Steel crunched against steel. The armor held, but the meat beneath it failed; he staggered back probably seeing stars on the back of his lid, his boots skidding until he hit the gunwale with a heavy thud.

"My turn!" Blake growled as he intended to open the boy from groin to chin.

But he missed the lord entirely, the steel biting three inches deep into the solid oak of the ship’s rail as the man jumped away.

The wood clamped down on it like a virgin grip. Blake tugged once, and realised at once he’d wedged it true. He didn’t waste another heartbeat. He let go of the handle, abandoning the stuck weapon to keep the pressure on with his remaining axe.

Then, the Sea-God decided to play his hand.

A massive swell slammed into the hull, tilting the ship at a sickening angle. Blake, caught mid-stride and off-balance, felt his feet go out from under him. He hit the deck hard, his pride burning hotter than the bruise on his hip.

All fault of that damn thigh.

He looked up, his face flushing with shame, just in time to see the Lord of Damas, who had somehow kept his footing like a mountain goat of Elio, leaping through the air, his blade raised for the kill.

"Die, sea-rat!" Xerxe screamed.

But Blake did not .He rolled.

The scimitar bit into the wood where his head had been a second before.

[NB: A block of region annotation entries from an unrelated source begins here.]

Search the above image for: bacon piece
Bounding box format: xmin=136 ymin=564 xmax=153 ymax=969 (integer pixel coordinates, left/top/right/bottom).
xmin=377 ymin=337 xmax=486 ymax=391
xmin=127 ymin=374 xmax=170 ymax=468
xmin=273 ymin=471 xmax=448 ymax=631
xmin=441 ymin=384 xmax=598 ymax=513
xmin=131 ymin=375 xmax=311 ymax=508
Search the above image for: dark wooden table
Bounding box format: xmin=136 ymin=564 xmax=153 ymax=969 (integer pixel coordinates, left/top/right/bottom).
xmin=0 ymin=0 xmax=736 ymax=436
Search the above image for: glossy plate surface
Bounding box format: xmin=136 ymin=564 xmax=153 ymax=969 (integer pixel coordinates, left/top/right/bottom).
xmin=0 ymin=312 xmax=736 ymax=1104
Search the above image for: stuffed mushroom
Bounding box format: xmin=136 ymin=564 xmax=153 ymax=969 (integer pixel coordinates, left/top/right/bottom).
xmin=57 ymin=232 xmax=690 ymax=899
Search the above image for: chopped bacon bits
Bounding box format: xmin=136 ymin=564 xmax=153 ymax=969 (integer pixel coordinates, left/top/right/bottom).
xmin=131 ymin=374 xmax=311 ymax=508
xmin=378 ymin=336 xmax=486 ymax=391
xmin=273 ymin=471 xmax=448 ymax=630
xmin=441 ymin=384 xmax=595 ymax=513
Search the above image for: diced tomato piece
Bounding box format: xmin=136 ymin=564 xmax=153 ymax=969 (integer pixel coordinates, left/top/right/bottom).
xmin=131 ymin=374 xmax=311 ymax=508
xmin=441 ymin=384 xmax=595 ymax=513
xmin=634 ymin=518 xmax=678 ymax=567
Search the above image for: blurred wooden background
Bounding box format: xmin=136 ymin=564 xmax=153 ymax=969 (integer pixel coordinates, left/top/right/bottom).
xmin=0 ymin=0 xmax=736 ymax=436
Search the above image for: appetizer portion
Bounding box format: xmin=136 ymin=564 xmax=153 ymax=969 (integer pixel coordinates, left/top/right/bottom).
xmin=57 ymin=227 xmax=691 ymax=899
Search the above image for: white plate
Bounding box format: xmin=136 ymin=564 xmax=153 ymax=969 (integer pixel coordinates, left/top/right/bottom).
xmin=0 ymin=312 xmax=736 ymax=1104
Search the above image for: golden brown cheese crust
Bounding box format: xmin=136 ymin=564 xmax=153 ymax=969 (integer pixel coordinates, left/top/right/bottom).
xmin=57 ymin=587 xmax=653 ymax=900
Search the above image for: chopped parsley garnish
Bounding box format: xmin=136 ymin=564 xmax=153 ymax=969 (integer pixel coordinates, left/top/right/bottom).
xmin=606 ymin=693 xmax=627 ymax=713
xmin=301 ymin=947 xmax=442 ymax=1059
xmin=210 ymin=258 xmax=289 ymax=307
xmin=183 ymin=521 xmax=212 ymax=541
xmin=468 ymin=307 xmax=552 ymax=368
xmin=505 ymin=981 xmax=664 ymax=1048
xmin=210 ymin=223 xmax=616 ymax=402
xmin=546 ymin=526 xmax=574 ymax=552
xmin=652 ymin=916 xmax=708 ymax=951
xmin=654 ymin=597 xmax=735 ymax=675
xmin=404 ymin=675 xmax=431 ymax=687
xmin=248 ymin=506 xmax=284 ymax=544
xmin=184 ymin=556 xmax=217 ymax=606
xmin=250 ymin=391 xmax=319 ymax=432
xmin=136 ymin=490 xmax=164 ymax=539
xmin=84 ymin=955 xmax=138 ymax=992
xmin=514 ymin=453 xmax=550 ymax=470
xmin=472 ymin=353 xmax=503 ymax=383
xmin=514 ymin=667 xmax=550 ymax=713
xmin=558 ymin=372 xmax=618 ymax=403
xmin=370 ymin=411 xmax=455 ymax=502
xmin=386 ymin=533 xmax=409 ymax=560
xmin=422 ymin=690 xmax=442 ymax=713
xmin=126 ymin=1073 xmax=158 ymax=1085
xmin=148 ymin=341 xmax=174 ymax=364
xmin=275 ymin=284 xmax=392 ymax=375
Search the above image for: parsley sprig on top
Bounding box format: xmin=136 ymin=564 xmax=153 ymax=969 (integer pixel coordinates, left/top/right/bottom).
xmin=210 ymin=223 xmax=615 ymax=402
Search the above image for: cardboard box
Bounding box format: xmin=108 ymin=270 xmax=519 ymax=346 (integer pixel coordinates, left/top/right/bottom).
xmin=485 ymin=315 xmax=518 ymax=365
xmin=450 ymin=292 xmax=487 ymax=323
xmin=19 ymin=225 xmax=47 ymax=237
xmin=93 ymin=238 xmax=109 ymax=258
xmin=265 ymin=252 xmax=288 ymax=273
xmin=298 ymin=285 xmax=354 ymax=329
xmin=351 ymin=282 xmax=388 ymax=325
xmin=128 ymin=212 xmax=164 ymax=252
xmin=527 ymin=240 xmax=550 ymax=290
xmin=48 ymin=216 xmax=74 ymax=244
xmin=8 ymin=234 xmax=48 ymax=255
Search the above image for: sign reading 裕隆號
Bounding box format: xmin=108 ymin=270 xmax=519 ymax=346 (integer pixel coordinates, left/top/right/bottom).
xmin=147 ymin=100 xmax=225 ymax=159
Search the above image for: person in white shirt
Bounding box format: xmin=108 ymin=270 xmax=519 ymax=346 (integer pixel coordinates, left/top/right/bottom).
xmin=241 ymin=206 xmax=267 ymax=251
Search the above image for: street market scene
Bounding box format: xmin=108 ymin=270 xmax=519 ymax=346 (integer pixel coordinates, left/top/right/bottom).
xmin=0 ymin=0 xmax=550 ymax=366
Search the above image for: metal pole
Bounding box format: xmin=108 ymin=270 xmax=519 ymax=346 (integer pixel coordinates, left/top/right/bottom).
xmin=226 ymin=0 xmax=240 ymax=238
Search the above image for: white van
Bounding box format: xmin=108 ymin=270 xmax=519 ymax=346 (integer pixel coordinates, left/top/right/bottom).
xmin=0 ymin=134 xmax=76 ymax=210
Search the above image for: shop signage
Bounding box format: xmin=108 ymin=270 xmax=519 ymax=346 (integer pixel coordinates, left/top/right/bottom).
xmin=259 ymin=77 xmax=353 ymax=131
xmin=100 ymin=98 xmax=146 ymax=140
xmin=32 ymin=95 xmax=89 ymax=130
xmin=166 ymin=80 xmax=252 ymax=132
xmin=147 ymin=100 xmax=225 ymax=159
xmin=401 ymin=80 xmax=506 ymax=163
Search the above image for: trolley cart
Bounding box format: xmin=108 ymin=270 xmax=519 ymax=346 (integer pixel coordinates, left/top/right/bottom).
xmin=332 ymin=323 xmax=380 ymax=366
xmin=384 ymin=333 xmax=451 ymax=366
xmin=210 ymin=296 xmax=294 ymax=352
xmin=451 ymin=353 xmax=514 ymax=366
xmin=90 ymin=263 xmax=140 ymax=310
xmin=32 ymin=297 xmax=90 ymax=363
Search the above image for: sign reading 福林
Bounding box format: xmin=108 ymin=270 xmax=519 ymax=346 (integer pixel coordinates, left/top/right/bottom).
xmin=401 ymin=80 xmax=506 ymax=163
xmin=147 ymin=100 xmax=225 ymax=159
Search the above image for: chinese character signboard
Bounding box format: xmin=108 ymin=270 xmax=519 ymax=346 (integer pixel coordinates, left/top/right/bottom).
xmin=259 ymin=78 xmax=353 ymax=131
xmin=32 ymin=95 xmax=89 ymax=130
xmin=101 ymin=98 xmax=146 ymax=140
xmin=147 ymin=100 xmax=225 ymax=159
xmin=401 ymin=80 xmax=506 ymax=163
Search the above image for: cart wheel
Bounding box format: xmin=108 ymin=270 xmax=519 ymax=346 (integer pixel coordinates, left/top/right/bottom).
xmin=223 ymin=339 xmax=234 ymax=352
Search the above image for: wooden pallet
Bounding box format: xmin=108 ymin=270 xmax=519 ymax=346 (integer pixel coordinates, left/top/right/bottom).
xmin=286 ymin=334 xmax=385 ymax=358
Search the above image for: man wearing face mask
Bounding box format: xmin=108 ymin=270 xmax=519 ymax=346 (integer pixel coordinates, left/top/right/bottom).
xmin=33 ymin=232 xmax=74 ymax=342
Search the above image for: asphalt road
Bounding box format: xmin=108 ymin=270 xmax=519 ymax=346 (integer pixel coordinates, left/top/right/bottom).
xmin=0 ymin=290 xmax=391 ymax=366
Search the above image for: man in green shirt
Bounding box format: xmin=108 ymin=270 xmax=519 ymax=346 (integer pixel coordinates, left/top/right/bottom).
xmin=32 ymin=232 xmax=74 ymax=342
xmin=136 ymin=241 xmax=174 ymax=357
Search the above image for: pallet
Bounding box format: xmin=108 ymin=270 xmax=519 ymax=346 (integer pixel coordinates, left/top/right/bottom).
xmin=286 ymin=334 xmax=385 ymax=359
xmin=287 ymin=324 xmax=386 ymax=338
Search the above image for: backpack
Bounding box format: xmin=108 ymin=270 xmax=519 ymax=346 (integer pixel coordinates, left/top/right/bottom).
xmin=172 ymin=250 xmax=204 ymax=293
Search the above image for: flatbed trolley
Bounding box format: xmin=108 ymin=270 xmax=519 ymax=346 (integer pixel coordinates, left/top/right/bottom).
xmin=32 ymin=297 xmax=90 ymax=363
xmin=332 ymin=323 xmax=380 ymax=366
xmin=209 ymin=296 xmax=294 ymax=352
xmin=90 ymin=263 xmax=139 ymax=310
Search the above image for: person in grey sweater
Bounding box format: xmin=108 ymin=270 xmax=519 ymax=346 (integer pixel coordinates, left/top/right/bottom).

He tried to scramble up, but the boy was relentless. Blow after blow rained down on him, steel whistling past his ears, glancing off his spaulders, taking piece of steel form his helmet, keeping him pinned in a desperate, undignified crawl.

Blake couldn’t find his center to mount a response.

Parry, parry, miss. Parry, parry, hit.

The ship groaned and heeled sharply the other way.Bringing the red angel to his knees once more, his hands slapping into the gore of the deck as he fought to rise.

Xerxe, who had overextended in his bloodlust, swayed as the deck shifted. At long last , he lost his balance at the worst possible moment, tumbling forward and crashing directly atop Blake.

They became a tangle of limbs and armor and in the struggle,the Azanian was the only one with hand on a weapon.

He didn’t have room for a swing, so he drove the weighted steel down like a hammer, smashing it into the side of Blake’s head once, twice, making the world turn a hazy, shimmering red.

But that was all right. They were now close, and the man had no way to run.

He hammered the pommel in his face a third time and then Blake answered back. Only once.

But it was more than enough to knock the boy cold. He gave him two more for a good measure and regarded with great pleasure that he indeed stopped moving.